Feiern, wie die Feste fallen

Vorarlberg / 10.02.2013 • 22:04 Uhr / 2 Minuten Lesezeit
Bevor am Aschermittwoch wieder alles vorbei ist, wird jetzt im Faschingsfinale noch einmal kräftig auf die Pauke gehauen. Foto: b. Rhomberg
Bevor am Aschermittwoch wieder alles vorbei ist, wird jetzt im Faschingsfinale noch einmal kräftig auf die Pauke gehauen. Foto: b. Rhomberg

Wie sich Faschings­narren nebst dem „rasenden Montag“ noch den „Beichtdienstag“ reservierten.
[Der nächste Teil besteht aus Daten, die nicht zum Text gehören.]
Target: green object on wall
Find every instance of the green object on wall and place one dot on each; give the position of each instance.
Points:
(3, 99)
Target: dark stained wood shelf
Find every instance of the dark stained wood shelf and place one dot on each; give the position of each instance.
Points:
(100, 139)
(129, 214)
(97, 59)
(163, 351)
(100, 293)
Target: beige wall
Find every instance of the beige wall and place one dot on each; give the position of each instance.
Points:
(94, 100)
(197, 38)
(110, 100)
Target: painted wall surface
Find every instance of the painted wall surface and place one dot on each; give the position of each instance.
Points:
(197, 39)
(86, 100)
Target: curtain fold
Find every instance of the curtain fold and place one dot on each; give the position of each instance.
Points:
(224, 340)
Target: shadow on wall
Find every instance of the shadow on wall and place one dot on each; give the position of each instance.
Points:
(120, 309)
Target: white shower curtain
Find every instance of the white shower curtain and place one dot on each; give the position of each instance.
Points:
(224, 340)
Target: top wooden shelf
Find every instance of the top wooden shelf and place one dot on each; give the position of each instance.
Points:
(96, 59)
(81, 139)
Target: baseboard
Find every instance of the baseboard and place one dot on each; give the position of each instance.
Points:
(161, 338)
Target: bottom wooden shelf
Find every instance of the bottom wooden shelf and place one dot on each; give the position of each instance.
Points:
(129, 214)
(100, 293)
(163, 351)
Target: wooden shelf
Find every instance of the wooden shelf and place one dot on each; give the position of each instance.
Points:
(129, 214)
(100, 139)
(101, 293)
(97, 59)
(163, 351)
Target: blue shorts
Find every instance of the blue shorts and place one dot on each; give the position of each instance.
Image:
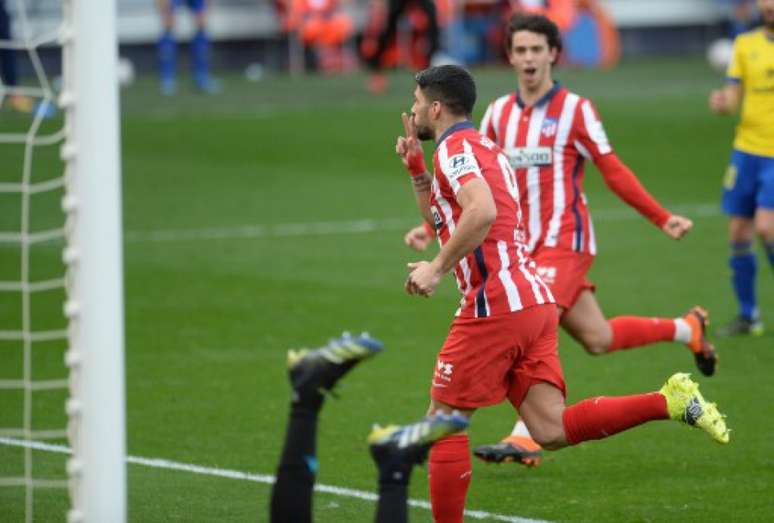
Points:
(748, 184)
(197, 6)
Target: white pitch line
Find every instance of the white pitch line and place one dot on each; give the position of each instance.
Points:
(287, 230)
(258, 478)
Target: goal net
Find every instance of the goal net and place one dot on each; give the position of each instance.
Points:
(61, 295)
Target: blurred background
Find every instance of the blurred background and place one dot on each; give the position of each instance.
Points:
(261, 37)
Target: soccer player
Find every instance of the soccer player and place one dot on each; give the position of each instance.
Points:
(502, 342)
(395, 450)
(200, 48)
(548, 133)
(748, 188)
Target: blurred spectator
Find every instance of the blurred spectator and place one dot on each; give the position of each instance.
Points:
(743, 16)
(323, 28)
(560, 12)
(474, 34)
(8, 71)
(200, 47)
(380, 46)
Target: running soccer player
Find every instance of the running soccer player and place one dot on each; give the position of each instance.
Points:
(748, 188)
(502, 342)
(548, 133)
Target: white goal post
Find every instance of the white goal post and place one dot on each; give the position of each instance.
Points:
(93, 255)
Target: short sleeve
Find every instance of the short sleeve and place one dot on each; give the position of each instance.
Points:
(590, 136)
(487, 125)
(735, 69)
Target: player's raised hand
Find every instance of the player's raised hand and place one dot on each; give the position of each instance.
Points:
(408, 148)
(423, 278)
(677, 226)
(417, 238)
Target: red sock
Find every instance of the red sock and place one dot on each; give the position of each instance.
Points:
(449, 471)
(597, 418)
(636, 331)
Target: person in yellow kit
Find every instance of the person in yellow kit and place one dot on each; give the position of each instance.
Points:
(748, 193)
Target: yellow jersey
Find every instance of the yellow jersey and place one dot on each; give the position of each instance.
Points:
(753, 66)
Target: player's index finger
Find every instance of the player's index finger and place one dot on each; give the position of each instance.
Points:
(408, 127)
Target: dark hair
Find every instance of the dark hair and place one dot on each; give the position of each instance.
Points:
(534, 24)
(451, 85)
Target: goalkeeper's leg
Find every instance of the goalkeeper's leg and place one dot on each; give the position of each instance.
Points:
(311, 373)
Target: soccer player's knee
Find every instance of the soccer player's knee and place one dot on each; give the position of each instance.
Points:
(549, 436)
(595, 342)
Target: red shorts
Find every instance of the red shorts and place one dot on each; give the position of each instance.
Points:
(486, 360)
(564, 271)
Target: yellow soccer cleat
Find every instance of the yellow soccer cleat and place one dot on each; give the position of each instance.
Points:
(685, 403)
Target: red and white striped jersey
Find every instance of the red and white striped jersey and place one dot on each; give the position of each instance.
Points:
(547, 145)
(498, 277)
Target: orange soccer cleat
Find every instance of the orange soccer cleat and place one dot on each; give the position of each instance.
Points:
(513, 449)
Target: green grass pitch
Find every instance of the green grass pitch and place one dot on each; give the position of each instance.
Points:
(219, 284)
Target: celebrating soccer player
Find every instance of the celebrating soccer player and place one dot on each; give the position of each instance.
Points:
(748, 195)
(548, 133)
(503, 341)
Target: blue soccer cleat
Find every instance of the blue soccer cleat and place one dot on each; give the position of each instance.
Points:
(400, 447)
(313, 372)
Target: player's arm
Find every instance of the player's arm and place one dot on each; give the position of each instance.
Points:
(478, 213)
(413, 157)
(623, 182)
(419, 237)
(727, 99)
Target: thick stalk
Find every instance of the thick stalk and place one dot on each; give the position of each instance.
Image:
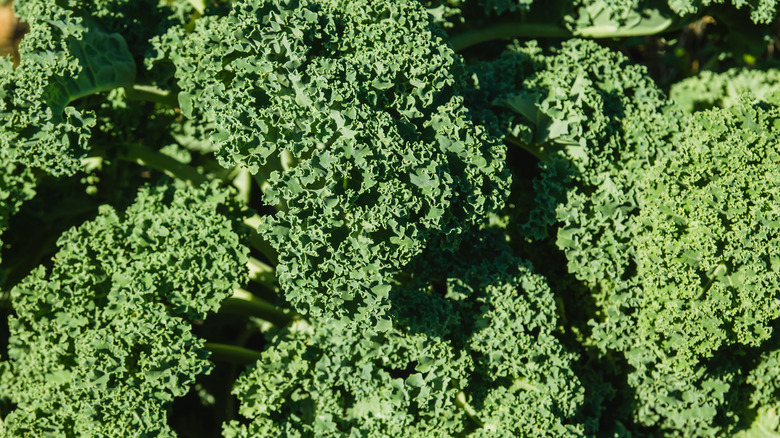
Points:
(156, 160)
(243, 303)
(231, 353)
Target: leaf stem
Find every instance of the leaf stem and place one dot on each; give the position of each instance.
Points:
(243, 303)
(231, 353)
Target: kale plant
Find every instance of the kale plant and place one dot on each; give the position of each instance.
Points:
(349, 218)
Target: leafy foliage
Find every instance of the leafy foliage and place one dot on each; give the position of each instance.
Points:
(327, 379)
(102, 342)
(722, 90)
(333, 218)
(373, 154)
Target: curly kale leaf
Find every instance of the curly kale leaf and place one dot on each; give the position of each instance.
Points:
(705, 221)
(597, 123)
(710, 90)
(348, 111)
(705, 276)
(101, 343)
(468, 360)
(17, 184)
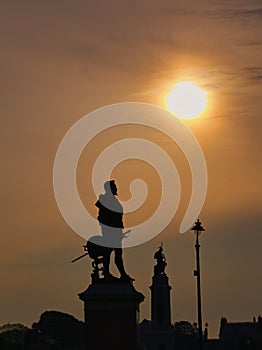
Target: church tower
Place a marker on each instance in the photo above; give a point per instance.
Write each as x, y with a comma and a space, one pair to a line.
160, 295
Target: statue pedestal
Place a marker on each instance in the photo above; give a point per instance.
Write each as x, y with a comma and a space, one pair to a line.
111, 315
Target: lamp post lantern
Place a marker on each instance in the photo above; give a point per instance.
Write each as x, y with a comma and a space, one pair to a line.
198, 228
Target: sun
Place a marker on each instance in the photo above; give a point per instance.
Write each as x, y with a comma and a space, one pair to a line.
186, 100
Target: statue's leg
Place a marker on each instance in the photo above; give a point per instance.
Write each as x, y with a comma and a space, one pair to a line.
119, 262
106, 261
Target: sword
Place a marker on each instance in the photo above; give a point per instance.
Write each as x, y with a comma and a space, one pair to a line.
80, 257
125, 235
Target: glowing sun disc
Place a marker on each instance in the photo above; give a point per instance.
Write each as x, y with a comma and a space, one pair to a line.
186, 100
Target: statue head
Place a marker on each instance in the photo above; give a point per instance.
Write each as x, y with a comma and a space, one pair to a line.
110, 187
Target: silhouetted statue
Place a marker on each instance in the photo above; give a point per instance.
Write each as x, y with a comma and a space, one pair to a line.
110, 217
159, 268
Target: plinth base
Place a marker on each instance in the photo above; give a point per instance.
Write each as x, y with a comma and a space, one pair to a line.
111, 316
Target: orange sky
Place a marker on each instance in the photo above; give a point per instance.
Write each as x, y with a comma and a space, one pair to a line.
59, 62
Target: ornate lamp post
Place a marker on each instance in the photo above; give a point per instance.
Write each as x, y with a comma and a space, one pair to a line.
198, 228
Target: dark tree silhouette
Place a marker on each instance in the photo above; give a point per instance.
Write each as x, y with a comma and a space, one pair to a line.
60, 330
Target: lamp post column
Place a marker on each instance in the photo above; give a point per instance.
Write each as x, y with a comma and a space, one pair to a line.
198, 229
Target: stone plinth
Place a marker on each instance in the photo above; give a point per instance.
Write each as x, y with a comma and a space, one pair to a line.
160, 303
111, 315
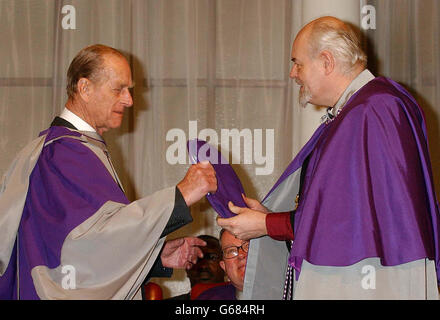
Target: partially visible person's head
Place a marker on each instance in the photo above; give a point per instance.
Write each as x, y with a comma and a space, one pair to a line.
207, 269
326, 55
234, 258
98, 86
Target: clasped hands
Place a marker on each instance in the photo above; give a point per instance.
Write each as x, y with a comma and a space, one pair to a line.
249, 223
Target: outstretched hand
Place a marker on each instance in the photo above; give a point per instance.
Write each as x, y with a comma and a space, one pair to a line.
248, 223
198, 181
182, 253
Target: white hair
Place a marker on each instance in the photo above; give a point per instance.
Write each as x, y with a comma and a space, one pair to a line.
341, 42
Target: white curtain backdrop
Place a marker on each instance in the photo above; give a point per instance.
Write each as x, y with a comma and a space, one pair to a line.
223, 64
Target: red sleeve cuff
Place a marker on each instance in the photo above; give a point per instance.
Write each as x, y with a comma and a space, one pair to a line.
278, 226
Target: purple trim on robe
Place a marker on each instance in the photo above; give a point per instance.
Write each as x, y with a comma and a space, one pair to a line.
224, 292
67, 186
368, 189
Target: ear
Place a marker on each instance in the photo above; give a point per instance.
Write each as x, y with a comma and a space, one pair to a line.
84, 87
328, 62
222, 265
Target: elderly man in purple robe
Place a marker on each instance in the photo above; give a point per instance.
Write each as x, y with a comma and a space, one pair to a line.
233, 262
356, 207
67, 230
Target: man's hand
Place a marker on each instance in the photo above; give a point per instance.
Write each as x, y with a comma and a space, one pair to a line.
248, 223
182, 253
198, 181
254, 204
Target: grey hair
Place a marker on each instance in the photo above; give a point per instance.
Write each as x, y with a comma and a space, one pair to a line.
341, 42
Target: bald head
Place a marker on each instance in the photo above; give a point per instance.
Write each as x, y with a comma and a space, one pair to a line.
326, 56
333, 35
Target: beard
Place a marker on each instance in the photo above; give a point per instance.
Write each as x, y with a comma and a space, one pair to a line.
304, 95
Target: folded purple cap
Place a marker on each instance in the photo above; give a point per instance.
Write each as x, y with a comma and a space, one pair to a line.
229, 187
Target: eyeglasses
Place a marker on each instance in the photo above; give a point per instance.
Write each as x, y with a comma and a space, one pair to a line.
210, 256
232, 251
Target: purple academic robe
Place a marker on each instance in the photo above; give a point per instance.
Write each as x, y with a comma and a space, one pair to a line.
63, 193
368, 189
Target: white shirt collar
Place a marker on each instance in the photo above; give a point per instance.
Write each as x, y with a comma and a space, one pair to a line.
361, 80
79, 123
dornbirn. (gt) Ehe mit dem Aschermittwoch die österliche Fastenzeit beginnt, steuert der Fasching mit dem Rosenmontag und Faschingsdienstag jetzt seinem Höhepunkt zu.

Lange Tradition

Das närrische Brauchtum wird schon seit Jahrhunderten ausgiebig gepflegt. Bereits vor 800 Jahren gehörte der „rasende Montag“ zum feucht-fröhlichen Repertoire der Faschingsfreunde. Ob die heutige Bezeichnung „Rosenmontag“ tatsächlich vom „rasenden Montag“ herrührt, ist allerdings unklar.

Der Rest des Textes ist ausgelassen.